Romantics Anonymous (Sam Wanamaker Playhouse)

Posted: October 28, 2017 in Theatre

⭐️⭐️⭐️⭐️

This review was originally written for The Reviews Hub: http://www.thereviewshub.com

With a celebration of the joy of romance and the miracle of chocolate, Emma Rice bows out as Artistic Director of the Globe Theatre, leaving only broad smiles behind her. Based upon the 2010 French/Belgian film Les Émotifs Anonymes, her new musical is a sweet confection that is cornier than Kansas in August, but it appeals to the taste buds perfectly.

Angelique (Carly Bawden) is a gifted chocolate maker, too shy to speak to strangers or to let it be known that she is responsible for her mouthwatering creations. Jean-René (Dominic Marsh) is the owner of a failing chocolate factory, which he inherited from his father and he is similarly afflicted. When they dine together in a French bistro, the waiters (dressed in berets and matelot shirts of course) sing: “have you ever seen anyone quite like this, suffering from social paralysis”. The meal is an embarrassing disaster.

Angelique joins Les Émotifs Anonymes, a sort of Alcoholics Anonymous for the incurably timid, in which participants sit in a crescent and take turns to bare their souls while the others look in the opposite direction. Jean-René avoids public humiliation and opts for listening to self-help tapes and having cosy chats with his dead dad.
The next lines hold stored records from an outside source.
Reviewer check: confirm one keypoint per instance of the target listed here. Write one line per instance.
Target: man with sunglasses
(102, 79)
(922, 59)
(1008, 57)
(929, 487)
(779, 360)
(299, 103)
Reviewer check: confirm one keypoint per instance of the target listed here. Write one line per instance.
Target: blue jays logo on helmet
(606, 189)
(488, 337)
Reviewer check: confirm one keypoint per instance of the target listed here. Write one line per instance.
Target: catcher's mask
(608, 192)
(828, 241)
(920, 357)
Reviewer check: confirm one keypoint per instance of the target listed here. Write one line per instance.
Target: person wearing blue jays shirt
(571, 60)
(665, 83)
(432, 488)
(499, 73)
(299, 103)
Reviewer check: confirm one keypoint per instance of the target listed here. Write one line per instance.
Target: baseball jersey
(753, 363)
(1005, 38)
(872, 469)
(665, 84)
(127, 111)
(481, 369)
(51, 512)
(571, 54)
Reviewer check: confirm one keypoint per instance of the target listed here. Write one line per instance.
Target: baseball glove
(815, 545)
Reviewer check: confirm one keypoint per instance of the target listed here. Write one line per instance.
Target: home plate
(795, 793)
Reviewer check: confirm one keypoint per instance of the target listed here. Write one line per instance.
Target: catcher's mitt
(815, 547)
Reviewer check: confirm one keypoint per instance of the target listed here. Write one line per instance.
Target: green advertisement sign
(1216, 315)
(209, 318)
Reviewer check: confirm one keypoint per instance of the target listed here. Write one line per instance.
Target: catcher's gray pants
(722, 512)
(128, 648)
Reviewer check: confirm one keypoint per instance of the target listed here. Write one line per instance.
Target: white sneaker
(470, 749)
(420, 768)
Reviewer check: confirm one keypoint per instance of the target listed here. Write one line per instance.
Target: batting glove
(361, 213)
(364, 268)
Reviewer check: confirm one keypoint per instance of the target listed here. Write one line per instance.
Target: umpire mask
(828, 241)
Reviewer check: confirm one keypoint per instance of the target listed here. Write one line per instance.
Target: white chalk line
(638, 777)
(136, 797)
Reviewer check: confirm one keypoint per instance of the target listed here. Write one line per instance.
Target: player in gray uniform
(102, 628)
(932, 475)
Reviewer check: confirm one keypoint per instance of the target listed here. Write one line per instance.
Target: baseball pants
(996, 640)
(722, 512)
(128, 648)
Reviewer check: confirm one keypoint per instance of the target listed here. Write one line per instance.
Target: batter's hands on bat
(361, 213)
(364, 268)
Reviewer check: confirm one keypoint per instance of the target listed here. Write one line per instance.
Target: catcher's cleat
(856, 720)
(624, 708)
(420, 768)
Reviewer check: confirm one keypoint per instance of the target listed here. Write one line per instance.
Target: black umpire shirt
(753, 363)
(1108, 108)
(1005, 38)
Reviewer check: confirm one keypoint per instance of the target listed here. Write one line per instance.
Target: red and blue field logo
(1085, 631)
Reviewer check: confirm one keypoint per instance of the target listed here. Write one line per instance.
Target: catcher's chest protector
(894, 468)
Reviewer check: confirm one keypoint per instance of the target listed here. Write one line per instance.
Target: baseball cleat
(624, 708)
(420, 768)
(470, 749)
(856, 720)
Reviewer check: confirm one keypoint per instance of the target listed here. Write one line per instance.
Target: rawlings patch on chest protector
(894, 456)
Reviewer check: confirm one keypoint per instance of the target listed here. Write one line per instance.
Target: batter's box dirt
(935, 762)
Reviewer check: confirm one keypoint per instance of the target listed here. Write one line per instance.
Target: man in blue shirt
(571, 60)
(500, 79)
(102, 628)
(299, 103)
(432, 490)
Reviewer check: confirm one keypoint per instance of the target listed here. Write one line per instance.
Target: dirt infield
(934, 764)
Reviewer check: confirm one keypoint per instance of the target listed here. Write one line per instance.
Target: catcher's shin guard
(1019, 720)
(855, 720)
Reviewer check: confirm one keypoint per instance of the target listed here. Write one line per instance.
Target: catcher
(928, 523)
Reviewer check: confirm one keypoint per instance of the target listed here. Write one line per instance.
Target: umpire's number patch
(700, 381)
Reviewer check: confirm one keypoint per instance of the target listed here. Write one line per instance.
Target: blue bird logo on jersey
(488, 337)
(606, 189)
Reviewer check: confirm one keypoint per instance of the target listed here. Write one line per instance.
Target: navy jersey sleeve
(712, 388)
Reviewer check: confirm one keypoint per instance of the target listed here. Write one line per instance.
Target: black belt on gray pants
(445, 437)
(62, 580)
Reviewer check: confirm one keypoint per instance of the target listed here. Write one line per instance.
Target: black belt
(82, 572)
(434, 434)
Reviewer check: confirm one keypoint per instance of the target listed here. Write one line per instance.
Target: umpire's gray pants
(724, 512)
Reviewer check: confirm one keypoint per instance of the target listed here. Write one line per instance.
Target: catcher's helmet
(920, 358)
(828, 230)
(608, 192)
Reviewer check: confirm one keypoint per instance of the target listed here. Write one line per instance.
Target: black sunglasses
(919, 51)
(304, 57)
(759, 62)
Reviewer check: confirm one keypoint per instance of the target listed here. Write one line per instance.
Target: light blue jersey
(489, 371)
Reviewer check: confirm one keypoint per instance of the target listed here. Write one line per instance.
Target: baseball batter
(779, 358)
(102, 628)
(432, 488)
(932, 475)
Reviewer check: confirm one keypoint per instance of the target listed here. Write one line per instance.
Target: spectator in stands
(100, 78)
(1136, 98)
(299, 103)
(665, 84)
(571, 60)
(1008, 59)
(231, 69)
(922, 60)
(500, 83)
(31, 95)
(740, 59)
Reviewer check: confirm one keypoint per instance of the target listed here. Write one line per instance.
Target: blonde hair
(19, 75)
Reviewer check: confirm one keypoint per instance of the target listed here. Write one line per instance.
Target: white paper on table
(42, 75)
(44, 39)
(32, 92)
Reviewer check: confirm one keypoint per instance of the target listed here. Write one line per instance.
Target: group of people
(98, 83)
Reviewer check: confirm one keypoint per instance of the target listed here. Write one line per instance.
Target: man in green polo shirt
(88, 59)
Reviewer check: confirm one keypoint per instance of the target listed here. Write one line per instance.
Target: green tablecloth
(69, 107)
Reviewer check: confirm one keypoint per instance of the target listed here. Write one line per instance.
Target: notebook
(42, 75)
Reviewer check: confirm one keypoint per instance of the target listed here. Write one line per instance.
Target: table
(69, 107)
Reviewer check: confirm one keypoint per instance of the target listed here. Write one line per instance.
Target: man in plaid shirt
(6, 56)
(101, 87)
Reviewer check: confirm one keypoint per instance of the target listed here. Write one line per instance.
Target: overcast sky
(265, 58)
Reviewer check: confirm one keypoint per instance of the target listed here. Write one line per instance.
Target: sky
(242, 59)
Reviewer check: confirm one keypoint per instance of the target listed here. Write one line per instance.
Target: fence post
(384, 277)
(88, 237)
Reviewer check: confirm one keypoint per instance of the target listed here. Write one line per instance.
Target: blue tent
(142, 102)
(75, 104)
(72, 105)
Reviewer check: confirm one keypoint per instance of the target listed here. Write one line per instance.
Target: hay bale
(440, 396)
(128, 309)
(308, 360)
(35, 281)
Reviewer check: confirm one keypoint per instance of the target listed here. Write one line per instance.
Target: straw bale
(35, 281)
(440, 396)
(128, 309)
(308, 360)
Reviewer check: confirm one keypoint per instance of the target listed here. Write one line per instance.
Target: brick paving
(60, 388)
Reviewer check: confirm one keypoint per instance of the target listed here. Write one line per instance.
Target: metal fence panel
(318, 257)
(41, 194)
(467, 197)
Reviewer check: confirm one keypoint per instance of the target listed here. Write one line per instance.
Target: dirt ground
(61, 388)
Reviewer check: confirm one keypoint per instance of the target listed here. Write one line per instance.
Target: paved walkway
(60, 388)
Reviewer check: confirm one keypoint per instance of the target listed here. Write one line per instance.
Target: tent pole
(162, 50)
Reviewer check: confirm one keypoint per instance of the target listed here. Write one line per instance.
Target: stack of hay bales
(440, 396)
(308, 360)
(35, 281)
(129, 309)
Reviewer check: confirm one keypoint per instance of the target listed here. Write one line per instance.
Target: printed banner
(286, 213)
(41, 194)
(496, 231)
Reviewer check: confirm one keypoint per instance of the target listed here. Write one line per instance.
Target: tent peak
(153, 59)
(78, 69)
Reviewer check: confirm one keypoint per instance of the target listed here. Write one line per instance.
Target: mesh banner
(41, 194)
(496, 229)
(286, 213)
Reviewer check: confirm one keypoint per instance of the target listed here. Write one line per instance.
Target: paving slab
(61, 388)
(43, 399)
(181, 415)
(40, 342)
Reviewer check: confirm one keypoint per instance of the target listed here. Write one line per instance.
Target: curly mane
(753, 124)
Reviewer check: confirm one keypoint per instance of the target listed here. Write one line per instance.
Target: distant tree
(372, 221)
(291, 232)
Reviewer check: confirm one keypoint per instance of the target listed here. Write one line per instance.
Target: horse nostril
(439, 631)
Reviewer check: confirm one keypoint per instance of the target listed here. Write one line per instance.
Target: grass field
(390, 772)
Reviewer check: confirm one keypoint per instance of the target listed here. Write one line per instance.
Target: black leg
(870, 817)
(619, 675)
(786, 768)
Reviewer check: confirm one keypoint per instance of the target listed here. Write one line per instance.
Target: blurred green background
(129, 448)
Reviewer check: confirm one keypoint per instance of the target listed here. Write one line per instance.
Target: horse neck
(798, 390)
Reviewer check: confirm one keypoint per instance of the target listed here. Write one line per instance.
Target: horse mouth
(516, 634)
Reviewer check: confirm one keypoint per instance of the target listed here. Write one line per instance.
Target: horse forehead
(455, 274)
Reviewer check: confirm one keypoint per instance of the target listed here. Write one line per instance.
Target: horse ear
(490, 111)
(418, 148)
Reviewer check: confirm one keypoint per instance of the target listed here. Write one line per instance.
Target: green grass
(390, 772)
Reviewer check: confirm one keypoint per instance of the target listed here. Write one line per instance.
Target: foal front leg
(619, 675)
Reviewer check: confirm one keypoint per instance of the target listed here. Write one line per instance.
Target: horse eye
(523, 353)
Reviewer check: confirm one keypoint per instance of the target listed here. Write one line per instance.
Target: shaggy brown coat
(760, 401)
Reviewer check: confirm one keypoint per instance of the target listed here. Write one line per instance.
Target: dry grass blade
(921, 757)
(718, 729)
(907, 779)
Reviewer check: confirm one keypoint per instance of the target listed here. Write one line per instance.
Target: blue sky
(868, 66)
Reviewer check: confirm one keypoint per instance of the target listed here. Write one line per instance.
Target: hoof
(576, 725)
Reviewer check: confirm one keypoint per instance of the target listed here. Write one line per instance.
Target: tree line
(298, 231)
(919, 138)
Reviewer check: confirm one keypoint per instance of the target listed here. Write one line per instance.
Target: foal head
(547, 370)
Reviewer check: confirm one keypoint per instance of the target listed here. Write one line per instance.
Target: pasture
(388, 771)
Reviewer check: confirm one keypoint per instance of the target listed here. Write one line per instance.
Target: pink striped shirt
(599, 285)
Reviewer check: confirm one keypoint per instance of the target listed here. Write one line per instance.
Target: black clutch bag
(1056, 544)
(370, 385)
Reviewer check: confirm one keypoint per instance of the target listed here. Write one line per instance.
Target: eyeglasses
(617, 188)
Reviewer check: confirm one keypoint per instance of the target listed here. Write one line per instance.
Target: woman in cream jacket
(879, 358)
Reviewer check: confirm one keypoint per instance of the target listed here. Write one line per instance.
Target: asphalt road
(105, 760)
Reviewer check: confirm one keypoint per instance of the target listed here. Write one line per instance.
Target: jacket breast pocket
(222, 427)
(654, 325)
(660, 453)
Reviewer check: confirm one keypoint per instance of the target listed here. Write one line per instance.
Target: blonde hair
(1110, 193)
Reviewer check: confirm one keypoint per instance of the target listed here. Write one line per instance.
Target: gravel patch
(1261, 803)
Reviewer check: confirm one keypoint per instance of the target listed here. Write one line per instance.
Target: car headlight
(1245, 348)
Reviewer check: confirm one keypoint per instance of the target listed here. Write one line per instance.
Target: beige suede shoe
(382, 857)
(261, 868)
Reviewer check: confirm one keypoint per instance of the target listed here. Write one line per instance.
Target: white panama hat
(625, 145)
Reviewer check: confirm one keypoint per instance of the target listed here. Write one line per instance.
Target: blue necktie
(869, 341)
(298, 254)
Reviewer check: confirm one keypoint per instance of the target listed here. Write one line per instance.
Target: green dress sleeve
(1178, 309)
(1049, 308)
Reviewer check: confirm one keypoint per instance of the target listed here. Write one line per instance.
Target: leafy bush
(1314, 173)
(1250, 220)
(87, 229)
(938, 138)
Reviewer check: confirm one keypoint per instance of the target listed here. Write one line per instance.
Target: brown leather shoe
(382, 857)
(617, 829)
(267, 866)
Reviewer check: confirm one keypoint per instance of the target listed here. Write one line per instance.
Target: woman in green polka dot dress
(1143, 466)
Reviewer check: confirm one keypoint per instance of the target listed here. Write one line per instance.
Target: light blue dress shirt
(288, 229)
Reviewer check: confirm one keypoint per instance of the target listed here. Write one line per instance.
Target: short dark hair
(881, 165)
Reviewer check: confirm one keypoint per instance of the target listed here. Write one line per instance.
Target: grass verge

For business and emotional reasons, the storyline must surely bring the loveless pair together and Rice’s book offers no surprises. Adapting an original screenplay by Jean-Pierre Améris and Philippe Blasband, her script sometimes falls short on verbal wit, but she more than compensates with tongue-in-cheek staging that overflows with comic invention. She also uses comedy to great effect as an antidote when the sugar level starts to get too high.

There are no outright showstoppers, but Christopher Dimond’s crisply rhyming lyrics are amusing and they are given bounce by Michael Kooman’s tuneful score. The songs, ordinary at first, seem to get better as the show moves along, accompanied by Musical Director Jim Henson’s four-piece band.

Bawden and Marsh, carefully avoiding eye contact at all times, are touchingly awkward, but it is often the ensemble, choreographed by Etta Murfitt that catches the eye and ear. Among them, seasoned performers such as Marc Antolin, Philip Cox, Joanna Riding and Gareth Snook all grab at their chances to delight in strong cameo roles and help to keep the show bubbling when the predictability of its plot could have deadened it.

Lez Brotherston’s ingenious chocolate box set design well suits the soft-centred assortment that it holds. We all know that Angelique and Jean-René will eventually shed their inhibitions to make delicious chocolate together and, when they do, they literally walk on air. This could be the happiest show in London this Christmas.